I discussed this idea with Yitzhak Mandelbaum in personal email based on his work with the Transformer library.
In the following replies, I’ll repeat our conversation from 2022:
Me:
Since the last time I hacked on clang-tidy, the Transformer library has
been added. From what I can tell in the commit history and email list
archives, you are the primary author.
Thanks for adding this library!
Having written a bunch of clang-tidy checks[*], I have come to the
conclusion that many refactorings we’d like to write could be handled
by a scriptable tool. The DSLs for expressing edits and rewrite rules
in the Transformer lib puts us almost all the way towards having such
a tool. Imagine if we could write the edits and the rewrite rules as
easily as we write matchers in clang-query.
For many organizations, I think writing C++ that directly manipulates
the AST and the source code transformations is too high a burden for
writing their own transformations. Particularly if those
transformations are of a migratory nature and are “fire once and
forget” for their code base.
If we could get a script-like language mechanism in place for writing
transformations, I think it would make this accessible to many more
people.
It appears that you wrote some parsing support in Transformer already.
I’d like to collaborate with you on adding more parsing support for
the remainder of the DSLs so that we can move closer to a scripted
clang-tidy check.
What do you think?
Yitzhak Mandelbaum:
Thanks for reaching out. I’d be happy to work on this together. I already
have a language and parser that covers many of the available Stencil
combinators, I just haven’t had the chance to make the patches for
committing it. This could be a good forcing function. :) That said, you
might find you prefer a different language. This one is designed in “format
string” style, vs the clang-query language and my own range language which
mimic the C++ libraries they’re based on. I’ve pasted the 1-page guide
below so you can see what I mean.
That said, I should note that we’ve had this language available for general
use for > 2 years, integrated into a web UI, and we haven’t seen much
adoption. In practice, I think a lot of migrations end up needing at least
some custom matchers and/or Stencils (more the former than the latter).
Also, learning the AST and matchers remains a very high barrier for many
newcomers
Clang’s Stencil abstraction provides a code-generating object parameterized
by named references to (bound) AST nodes. Stencils are specified in Zwingli
with a specialized format string language. For example, if we wish to
transform code of the form
if (condition) { body; }
to
if (!condition) { LOG(ERROR) << "condition failed"; } else { body; }
Given the matcher that binds the condition to cond and the body to body,
you can express the output as:
if (!($cond)) { LOG(ERROR) << "condition failed"; } else $body
Here, the $ tells the parser to treat the following alphanumeric characters
as an identifier bound to an AST node by the matcher. The format strings
provide additional built-in operators to help you construct your output.

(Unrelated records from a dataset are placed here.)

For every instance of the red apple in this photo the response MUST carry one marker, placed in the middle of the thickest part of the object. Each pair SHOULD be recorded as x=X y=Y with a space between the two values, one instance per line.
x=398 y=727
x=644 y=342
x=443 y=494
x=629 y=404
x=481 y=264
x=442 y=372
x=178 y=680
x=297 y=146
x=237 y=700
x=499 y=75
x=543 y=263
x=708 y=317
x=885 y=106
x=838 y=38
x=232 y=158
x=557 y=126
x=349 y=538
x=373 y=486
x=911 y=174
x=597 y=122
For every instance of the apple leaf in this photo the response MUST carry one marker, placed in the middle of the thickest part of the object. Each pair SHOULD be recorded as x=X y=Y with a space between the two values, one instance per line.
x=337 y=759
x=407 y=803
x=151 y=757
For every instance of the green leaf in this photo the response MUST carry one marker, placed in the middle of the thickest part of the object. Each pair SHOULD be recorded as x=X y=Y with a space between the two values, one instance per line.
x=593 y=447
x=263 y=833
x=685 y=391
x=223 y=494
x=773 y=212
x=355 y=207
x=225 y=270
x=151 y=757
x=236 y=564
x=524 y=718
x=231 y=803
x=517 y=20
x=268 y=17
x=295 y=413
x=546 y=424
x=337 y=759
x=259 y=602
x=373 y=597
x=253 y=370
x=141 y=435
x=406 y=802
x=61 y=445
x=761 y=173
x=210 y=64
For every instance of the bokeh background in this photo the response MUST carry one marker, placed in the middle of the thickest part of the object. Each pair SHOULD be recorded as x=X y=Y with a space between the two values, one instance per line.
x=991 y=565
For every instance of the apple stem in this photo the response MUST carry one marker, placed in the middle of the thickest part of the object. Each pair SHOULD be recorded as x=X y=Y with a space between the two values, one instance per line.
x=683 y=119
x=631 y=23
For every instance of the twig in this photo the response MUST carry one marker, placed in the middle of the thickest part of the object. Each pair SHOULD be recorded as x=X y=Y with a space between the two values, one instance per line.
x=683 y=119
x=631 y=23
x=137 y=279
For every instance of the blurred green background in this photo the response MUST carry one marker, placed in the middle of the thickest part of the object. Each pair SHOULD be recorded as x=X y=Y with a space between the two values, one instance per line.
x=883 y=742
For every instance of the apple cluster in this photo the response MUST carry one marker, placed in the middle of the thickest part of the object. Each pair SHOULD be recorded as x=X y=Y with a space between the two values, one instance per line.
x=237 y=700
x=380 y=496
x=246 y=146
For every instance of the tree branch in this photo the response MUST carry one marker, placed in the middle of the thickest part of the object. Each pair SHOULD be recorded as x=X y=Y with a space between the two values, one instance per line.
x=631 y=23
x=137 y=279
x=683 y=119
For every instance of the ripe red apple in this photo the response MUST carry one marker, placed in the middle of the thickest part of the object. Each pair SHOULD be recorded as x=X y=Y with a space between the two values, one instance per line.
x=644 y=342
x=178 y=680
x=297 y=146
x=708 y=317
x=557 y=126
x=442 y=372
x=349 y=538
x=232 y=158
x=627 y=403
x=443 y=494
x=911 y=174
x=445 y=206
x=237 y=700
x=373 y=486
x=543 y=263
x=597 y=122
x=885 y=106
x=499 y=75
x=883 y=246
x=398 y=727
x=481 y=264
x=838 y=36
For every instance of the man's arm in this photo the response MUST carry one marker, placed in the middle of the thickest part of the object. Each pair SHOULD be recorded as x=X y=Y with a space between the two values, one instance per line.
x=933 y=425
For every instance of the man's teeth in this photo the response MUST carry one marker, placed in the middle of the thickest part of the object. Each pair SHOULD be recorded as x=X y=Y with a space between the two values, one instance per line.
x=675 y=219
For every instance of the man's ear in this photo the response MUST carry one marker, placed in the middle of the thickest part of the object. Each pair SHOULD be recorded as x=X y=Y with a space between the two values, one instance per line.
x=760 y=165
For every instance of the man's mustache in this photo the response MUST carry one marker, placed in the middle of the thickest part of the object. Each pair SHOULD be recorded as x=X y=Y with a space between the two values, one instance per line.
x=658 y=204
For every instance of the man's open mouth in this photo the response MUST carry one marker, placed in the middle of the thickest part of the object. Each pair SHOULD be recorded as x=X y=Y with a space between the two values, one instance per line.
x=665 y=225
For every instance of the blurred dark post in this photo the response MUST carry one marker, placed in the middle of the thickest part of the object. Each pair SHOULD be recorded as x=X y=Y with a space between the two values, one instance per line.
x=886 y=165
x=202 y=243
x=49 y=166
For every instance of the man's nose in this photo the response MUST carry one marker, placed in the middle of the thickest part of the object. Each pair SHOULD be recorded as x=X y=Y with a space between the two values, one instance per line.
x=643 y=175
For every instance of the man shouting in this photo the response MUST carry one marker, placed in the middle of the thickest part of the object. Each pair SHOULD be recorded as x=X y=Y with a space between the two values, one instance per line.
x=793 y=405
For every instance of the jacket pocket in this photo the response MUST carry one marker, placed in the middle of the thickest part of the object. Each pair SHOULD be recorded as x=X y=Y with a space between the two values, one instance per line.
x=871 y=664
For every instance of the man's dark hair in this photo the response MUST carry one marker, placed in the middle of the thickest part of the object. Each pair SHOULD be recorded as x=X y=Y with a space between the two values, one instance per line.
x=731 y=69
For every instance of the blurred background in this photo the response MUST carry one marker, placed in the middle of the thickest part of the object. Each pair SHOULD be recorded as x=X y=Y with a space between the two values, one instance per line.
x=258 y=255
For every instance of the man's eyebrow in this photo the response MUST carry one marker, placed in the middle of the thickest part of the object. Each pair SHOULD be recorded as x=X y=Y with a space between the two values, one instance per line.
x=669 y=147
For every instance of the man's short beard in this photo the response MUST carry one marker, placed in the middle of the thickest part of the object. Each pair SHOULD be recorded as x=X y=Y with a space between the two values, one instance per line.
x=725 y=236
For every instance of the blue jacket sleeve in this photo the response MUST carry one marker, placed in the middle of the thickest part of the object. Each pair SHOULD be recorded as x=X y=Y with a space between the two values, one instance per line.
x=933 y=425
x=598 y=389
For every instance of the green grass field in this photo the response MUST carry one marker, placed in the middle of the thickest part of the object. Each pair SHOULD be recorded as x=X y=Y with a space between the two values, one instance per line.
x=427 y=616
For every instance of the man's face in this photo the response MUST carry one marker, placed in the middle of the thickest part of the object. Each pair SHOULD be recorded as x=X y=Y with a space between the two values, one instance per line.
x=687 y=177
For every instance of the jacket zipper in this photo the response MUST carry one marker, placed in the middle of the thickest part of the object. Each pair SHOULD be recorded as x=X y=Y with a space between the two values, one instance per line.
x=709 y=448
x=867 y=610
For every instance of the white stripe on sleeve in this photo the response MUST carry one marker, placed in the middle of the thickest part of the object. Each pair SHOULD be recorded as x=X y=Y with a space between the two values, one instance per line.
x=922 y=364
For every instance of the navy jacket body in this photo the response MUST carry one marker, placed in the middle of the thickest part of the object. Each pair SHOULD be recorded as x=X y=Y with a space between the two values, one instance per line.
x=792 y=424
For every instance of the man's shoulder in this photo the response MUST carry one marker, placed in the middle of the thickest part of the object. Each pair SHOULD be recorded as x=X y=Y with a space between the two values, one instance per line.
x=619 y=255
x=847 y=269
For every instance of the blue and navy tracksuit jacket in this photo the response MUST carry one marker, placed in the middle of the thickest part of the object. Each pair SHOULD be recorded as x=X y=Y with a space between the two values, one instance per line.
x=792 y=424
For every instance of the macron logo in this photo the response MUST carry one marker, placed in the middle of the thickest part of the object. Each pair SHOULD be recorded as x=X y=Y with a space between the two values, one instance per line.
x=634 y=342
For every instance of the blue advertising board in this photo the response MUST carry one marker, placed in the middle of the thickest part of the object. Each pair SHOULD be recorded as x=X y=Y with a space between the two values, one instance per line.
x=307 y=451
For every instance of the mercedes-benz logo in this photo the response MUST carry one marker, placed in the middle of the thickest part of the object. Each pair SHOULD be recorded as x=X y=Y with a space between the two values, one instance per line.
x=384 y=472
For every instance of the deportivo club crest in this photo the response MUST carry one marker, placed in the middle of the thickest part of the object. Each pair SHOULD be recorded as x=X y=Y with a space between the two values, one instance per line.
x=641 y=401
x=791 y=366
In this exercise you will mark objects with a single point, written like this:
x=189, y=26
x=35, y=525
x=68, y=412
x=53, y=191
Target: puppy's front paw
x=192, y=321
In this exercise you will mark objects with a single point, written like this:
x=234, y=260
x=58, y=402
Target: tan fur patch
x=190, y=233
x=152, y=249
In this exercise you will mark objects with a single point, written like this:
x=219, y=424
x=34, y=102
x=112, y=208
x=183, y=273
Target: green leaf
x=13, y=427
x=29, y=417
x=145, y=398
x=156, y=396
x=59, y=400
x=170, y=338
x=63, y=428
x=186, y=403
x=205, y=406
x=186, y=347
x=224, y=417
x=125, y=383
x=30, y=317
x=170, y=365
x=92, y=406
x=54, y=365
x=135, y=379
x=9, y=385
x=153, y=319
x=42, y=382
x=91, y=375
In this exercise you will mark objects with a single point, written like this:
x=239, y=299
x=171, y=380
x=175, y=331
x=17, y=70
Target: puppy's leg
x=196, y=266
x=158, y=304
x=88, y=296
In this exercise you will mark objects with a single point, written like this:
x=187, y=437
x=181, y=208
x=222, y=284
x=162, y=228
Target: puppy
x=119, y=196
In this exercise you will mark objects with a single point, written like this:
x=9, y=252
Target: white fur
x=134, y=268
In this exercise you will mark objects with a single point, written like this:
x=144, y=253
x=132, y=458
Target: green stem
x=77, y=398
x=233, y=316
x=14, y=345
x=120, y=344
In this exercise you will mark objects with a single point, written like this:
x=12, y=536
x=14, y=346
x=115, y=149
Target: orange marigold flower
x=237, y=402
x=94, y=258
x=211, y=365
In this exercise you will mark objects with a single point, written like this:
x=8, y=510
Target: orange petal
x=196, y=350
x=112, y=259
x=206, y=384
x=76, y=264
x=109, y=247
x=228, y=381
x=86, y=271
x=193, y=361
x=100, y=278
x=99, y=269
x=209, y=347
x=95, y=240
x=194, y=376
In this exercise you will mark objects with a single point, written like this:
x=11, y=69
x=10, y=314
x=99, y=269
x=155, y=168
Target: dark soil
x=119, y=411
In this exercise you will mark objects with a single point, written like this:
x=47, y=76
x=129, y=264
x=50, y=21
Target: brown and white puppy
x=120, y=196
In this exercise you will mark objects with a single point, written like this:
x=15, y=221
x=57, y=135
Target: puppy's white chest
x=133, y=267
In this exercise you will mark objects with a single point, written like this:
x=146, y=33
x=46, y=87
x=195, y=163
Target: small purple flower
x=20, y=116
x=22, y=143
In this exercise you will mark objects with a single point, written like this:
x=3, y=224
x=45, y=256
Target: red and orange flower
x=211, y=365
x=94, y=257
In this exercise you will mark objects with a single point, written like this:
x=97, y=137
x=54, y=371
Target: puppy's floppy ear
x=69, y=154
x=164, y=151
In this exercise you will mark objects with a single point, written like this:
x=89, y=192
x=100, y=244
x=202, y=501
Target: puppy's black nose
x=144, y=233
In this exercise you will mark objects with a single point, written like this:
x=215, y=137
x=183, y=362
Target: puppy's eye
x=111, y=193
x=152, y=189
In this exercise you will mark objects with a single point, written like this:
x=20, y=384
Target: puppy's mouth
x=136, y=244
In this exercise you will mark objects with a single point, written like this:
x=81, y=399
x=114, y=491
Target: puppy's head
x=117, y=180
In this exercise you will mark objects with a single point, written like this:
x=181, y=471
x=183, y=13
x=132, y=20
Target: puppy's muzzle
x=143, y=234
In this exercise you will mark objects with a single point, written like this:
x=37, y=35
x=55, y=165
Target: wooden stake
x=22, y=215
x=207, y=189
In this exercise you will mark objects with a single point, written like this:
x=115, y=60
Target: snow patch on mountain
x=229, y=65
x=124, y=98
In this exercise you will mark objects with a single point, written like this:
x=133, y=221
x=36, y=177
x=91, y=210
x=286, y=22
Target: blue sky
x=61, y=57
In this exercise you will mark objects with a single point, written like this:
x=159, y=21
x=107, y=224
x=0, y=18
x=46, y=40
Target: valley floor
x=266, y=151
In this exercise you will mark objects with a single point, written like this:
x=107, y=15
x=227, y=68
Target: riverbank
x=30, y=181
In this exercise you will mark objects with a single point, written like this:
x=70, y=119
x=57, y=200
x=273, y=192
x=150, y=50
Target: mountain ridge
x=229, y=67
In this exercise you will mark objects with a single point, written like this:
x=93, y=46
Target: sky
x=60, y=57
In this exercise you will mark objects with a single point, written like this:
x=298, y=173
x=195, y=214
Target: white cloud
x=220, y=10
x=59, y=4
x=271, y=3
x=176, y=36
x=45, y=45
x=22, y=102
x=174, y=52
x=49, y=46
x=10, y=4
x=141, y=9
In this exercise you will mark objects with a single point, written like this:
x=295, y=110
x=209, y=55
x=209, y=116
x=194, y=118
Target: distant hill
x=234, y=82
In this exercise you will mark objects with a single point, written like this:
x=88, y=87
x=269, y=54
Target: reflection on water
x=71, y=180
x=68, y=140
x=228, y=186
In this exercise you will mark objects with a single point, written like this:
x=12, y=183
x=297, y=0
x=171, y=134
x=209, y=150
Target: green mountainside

The full grammar for the format strings can be found below.
StencilDescription
$id Add the code segment represented by the AST node bound to the reference
id
$id.member Constructs code that accesses the named member of the object
bound to id. The access is constructed idiomatically: if id is bound to e,
then constructs e->member, when e is a pointer, and e.member otherwise.
Wraps e in parentheses, if needed. Similarly, it will do some basic
simplifications to avoid creating expressions like (&x)->member. Members
can be identified by raw text or operator calls (e.g. $name()).
$name(id) Given a reference to a named declaration id (that is, a node of
type clang::NamedDecl or one of its derived classes), generates the
name. id must
have an identifier name (that is, constructors are not valid arguments to
the name operation).
$callArgs(id) Given a reference to call expression node, generates the
source text of the arguments (all source between the call’s parentheses).
$initListElements(id) Given a reference to an initializer-list expression
node, generates the source text of the elements (all source between the
braces).
$*(id) Renders a node’s source as a value, even if the node is a pointer.
For the following examples, assume something is bound to the x in the
expression foo(x). The rewrite will depend on the type of the bound
variable.
- T* → foo(*x)
- T& → foo(x)
- T → foo(x)
It will also do some basic simplifications to avoid creating expressions
like *&x.
$&(id) Renders a node’s source as an address, even if the node is an
lvalue. For the following examples, assume something is bound to the x in
the expression foo(x). The rewrite will depend on the type of the bound
variable.
- T* → foo(x)
- T& → foo(&x)
- T → foo(&x)
It will also do some basic simplifications to avoid creating expressions
like &*x.
$(id) Given a reference to a node e, generates (e) if e may parse
differently depending on context. For example, a binary operation is always
wrapped, while a variable reference is never wrapped.
$includeHeader(foo/bar.h) Add an include statement (of the form #include
“foo/bar.h”) at the beginning of the file. Can only appear at the beginning
of the stencil.
Grammar
The grammar for the format strings is as follows
FormatString = IncludeOp* Part*
Part = Text | IdOp | UnaryOp | MemberOp
Text = Literal+
Literal = UNESCAPED|ESCAPED
IdOp = '$' (ID | '(' ID ')')
IncludeOp = '$includeHeader(' PATH ')'
UnaryOp = '$' ('*' | '&' | 'name' | 'callArgs' | 'initListElements') '(' ID ')'
MemberOp = IdOp '.' (Text | Part)
UNESCAPED = [^$]
ESCAPED = '\'.
ID = [a-zA-Z0-9_]+
PATH = [a-zA-Z0-9/.]+